Preparing for the Holidays: Why Food is a Cornerstone of the Jewish Faith

Crispy potato pancakes and sugar jelly donuts are some of the incredible delicacies eaten during Hanukkah. Since Jews follow a lunar calendar, this year Hanukkah will be from Dec. 22 to Dec. 30 as opposed to last year when it ran from Dec. 2 to Dec. 10. It’s nice and rather convenient that Hanukkah falls over the winter break this year, meaning that I will be able to celebrate with my family back home rather than here in Ottawa. 

Food is a very culturally and religiously important component of most Jewish holidays. During the new year, Rosh Hashanah, we dip apples in honey to represent the sweetness of an upcoming new year. On Passover, we have a whole seder plate where each piece of food represents a different plight applicable to the holiday: an egg to symbolize the cyclical nature of life and that there are good times ahead, horseradish to represent the bitterness of slavery, etc

Hanukkah is no different; we eat fried donuts and latkes to represent the miracle of oil that sustained the light of the Menorah over 2000 years ago. That’s why I was sad to learn that Ottawa’s only kosher Jewish bakery closed in July, a main supplier of these holiday staples.

Customers found out about the closure of the bakery without warning on Canada Day weekend, according to the Canadian Jewish News. Rideau Bakery was a local institution for over 90 years and like many Jewish bakeries, a staple in the community. Third-generation owners were producing traditional goodies from recipes brought by their family from Ukraine. 

Every week on Shabbat, practicing Jews eat Challah, a sweet egg bread, which is a rich treat to celebrate the day of rest. Something as simple as losing a local Challah supplier is a huge loss for the Jews that rely on it to make Shabbat each week. This doesn’t include the endless array of other Jewish foods like rugelach, knishes, hamantaschen and of course the aforementioned Hanukkah goodies, including the pouches of chocolate coins, essential to the game of dreidel!

Luckily, Ottawa Jews need not fret. After news of the closure, Farm Boy purchased Rideau Bakery, assuring that these important foods will live on and be available for purchase.

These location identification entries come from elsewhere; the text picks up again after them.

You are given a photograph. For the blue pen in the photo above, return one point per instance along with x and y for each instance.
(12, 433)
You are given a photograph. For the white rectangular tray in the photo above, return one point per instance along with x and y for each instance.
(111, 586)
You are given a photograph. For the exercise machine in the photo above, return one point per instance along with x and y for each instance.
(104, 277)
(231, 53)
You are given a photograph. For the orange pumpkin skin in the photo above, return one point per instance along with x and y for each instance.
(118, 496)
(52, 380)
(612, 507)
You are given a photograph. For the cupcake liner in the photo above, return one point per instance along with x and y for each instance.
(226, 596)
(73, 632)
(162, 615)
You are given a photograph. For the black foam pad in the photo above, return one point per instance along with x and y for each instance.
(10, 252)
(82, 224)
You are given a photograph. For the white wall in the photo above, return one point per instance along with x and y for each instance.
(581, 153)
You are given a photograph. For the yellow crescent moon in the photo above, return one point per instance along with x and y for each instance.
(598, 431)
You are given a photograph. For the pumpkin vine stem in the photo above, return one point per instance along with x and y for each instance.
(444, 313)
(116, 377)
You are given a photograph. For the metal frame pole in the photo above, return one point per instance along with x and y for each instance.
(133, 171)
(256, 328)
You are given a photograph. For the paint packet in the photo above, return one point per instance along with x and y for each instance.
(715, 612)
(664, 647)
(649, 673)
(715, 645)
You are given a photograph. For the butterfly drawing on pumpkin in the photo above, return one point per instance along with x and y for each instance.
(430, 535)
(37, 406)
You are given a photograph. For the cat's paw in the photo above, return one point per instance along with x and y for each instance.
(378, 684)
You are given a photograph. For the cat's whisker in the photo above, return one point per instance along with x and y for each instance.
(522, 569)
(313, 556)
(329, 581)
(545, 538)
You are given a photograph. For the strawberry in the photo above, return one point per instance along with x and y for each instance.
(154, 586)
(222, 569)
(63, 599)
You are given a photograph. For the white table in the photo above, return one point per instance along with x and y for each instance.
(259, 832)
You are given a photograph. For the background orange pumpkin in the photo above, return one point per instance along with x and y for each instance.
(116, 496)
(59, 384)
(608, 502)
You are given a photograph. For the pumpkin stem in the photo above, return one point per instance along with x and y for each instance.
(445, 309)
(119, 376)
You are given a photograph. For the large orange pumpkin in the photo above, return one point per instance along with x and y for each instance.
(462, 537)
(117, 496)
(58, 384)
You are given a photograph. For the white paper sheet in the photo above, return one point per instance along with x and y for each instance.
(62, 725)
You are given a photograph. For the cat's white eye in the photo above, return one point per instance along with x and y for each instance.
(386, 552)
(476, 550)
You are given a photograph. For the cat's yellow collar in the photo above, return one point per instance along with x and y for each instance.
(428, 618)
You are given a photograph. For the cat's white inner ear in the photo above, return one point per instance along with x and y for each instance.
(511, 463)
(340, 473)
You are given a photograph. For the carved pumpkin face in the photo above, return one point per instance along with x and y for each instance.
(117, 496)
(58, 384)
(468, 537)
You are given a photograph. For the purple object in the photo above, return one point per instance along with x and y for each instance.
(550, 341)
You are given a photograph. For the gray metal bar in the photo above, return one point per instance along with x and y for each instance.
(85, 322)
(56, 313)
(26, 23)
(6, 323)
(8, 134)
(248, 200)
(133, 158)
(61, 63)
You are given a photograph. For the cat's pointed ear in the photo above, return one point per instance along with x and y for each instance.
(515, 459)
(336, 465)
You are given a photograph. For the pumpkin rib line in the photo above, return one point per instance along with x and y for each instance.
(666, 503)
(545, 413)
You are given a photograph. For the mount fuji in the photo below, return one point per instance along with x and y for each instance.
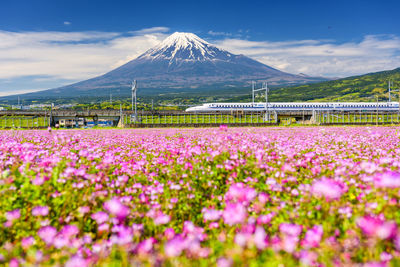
(182, 63)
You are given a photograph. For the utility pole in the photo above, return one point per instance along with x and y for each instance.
(252, 91)
(134, 89)
(266, 98)
(264, 87)
(377, 111)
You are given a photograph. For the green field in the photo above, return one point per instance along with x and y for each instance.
(23, 122)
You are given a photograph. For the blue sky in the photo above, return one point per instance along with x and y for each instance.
(48, 43)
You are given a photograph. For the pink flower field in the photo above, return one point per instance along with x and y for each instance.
(204, 197)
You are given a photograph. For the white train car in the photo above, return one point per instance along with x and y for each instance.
(296, 106)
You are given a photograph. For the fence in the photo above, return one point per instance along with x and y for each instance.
(23, 122)
(199, 119)
(357, 117)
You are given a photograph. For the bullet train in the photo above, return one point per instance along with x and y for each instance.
(296, 106)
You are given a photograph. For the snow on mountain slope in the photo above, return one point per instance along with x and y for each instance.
(185, 46)
(182, 62)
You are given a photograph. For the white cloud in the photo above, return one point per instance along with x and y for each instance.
(70, 55)
(54, 59)
(323, 57)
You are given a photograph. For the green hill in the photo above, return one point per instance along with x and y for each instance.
(356, 88)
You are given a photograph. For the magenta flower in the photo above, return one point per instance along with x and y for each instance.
(161, 218)
(146, 246)
(374, 227)
(234, 213)
(40, 211)
(69, 231)
(169, 233)
(47, 234)
(388, 180)
(175, 246)
(13, 215)
(100, 217)
(211, 214)
(259, 238)
(115, 207)
(313, 237)
(27, 241)
(327, 188)
(224, 262)
(290, 229)
(240, 193)
(76, 261)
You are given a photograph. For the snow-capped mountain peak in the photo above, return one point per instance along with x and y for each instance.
(183, 46)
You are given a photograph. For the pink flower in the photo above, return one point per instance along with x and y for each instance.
(313, 237)
(327, 188)
(13, 215)
(40, 211)
(100, 217)
(234, 214)
(146, 246)
(260, 238)
(290, 238)
(388, 179)
(290, 229)
(161, 218)
(76, 261)
(47, 234)
(69, 231)
(27, 242)
(169, 233)
(240, 193)
(375, 227)
(211, 214)
(224, 262)
(115, 207)
(175, 246)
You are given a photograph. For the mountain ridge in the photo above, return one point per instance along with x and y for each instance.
(181, 61)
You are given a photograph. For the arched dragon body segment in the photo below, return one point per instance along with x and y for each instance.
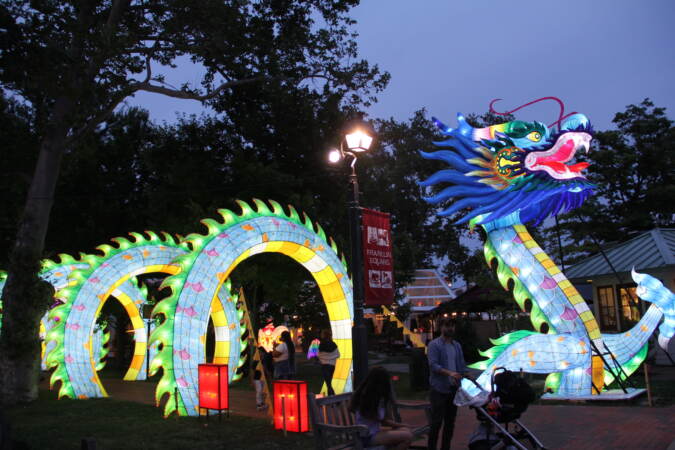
(204, 271)
(511, 174)
(106, 275)
(57, 274)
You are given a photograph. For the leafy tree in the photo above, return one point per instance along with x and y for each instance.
(634, 170)
(72, 63)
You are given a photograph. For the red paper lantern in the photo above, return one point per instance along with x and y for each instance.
(213, 387)
(290, 405)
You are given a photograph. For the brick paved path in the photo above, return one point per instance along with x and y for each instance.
(558, 427)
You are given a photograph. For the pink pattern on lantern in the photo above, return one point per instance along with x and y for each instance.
(197, 287)
(187, 311)
(182, 354)
(548, 283)
(569, 314)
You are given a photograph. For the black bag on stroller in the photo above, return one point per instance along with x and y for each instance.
(514, 395)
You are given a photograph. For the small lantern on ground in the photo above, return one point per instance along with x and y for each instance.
(290, 406)
(213, 388)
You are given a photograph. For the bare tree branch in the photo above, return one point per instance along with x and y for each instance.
(113, 19)
(175, 93)
(100, 117)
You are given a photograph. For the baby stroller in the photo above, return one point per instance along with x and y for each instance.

The holidays are a time for us to be grateful for what we have and try not to lament on things out of our control. Maybe this holiday season I'll ask my Baba to show me how to make and braid my own Challah so it is something I’ll know how to do in the future. As young adults, I would argue especially for Jews, it is up to us to seek out the ways of our religion and culture to be able to sustain important traditions for generations to come.